If it were illegal to burn flags, then every one of us would have a perfect right to burn flags in defiance of the law, as an act of civil disobedience against unjust restrictions on free speech. Laws that elevate the symbolism of a piece of cloth over the rights of living people to the integrity of their own minds, their own bodies, and their own property, — laws that propose censorship and punitive force against those whose peaceful protests offend the delicate sensibilities of Patriotic Correctness — deserve nothing but contempt and defiance, whenever and wherever they exist.

But of course they don’t even exist in this case. They’re pure mythology. But myths are created and repeated because they serves a political and cultural function. There’s something worth noting in the fact that so many of the self-appointed Home Guard have a manifest felt need, that they so badly want to believe in a government that can and will use violence to punish offenses against the dignity of their national flag, even in spite of what they could have found out with two minutes’ research on the Internet. This kind of violent Patriotic Correctness is, of course, nothing more than bullying and violent censorship. A form of bullying and violent censorship where many of the bullies and the censors so desperately feel the need for government support that they will conjure non-existent laws to back up their burning desire to punch a hippie in the face. The saddest thing of all is that they will tell you that they do this because the flag means so very much, and it means so very much because it stands for freedom. That should tell you something about the kind of American Nation, and the kind of freedom, that they are so exercised to protect against the scourge of peaceful protest and free speech.

My own view of course is that sedition and open disrespect for the government are American traditions, and they deserve to be honored.

Happy Revolution Day weekend.

So perish all compromises with tyranny!

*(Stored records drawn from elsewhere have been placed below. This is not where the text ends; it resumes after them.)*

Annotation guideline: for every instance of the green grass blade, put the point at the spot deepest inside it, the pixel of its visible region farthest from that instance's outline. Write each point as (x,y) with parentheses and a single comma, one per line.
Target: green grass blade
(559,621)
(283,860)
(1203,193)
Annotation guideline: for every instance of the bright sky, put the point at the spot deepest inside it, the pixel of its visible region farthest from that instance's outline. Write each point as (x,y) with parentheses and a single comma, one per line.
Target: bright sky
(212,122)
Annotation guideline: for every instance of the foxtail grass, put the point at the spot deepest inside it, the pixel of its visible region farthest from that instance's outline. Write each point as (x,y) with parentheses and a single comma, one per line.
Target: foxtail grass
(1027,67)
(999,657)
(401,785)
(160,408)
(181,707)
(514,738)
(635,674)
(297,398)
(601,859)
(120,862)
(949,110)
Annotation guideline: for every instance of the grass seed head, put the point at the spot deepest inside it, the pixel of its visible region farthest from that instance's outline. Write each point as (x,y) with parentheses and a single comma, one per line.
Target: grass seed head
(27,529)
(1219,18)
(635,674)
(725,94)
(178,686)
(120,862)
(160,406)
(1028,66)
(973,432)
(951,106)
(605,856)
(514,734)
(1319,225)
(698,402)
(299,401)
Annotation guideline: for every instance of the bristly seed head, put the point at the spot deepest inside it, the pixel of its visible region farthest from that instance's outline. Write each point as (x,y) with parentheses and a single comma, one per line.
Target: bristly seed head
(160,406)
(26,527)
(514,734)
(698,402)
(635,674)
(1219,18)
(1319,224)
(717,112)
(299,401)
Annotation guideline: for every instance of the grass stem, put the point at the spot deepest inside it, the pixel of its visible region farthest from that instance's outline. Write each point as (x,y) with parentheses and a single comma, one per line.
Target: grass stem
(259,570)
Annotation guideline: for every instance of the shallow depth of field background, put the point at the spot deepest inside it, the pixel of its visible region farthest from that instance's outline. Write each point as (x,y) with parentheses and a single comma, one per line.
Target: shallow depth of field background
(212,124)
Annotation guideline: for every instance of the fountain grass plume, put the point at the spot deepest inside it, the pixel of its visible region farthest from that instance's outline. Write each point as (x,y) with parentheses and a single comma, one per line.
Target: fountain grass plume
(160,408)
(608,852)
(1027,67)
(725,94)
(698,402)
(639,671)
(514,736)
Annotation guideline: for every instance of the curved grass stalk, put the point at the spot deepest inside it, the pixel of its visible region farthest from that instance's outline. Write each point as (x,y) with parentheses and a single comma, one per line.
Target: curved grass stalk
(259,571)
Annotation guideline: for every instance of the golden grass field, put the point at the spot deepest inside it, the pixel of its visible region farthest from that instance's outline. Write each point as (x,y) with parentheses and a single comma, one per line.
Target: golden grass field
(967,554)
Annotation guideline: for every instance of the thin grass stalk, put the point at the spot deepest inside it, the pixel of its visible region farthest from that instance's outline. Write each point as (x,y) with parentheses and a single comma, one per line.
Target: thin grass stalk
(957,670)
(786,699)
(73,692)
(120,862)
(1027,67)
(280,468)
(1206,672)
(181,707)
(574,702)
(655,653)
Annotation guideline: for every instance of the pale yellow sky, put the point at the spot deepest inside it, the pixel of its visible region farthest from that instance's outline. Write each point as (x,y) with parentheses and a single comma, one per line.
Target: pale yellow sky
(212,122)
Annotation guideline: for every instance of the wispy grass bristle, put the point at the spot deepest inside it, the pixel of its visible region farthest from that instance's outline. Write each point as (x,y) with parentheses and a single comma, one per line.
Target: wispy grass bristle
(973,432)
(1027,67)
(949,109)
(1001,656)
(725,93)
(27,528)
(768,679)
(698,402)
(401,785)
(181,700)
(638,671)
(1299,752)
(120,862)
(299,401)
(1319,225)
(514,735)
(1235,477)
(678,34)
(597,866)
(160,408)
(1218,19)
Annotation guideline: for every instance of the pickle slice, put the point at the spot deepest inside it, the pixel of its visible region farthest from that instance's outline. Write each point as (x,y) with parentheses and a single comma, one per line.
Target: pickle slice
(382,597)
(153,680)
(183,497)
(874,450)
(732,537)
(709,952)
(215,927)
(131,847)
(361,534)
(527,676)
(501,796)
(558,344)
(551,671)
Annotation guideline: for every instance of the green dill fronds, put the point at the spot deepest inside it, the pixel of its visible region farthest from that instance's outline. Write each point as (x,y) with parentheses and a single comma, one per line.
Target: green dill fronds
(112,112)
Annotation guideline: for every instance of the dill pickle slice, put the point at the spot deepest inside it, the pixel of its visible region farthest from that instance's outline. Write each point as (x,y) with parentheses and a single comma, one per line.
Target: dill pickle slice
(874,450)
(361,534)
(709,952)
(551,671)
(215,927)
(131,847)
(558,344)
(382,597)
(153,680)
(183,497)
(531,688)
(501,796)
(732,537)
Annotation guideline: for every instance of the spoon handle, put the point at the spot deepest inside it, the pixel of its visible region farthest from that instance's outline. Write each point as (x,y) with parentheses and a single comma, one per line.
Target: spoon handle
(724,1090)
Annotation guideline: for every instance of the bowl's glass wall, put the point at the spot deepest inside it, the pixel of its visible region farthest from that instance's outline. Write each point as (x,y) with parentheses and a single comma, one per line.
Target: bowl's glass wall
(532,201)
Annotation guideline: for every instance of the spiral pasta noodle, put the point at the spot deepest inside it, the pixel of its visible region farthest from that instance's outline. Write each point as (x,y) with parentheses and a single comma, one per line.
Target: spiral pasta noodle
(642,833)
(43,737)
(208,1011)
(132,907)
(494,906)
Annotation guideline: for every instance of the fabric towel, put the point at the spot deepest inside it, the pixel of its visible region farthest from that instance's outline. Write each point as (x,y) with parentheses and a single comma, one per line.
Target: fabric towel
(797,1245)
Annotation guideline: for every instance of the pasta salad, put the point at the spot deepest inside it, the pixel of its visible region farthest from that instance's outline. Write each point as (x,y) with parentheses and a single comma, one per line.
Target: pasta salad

And let all the people say, Amen!William Lloyd Garrison

Also.

  1. [1]Occasionally they will point to the Federal Flag Code (4 U.S.C Ch. 1 § 5 and following) instead. But the Flag Code is explicitly purely advisory; if you read it, you’ll find that it never claims to be anything more than a list of etiquette and customs that the government specifies as guidance for such civilians or civilian groups or organizations as may not be required to conform with regulations promulgated by one or more executive departments of the Government of the United States. It has no legally binding force for anyone who isn’t in the employment of the United States government. You don’t commit any crime by disregarding it and there are no penalties for violating it.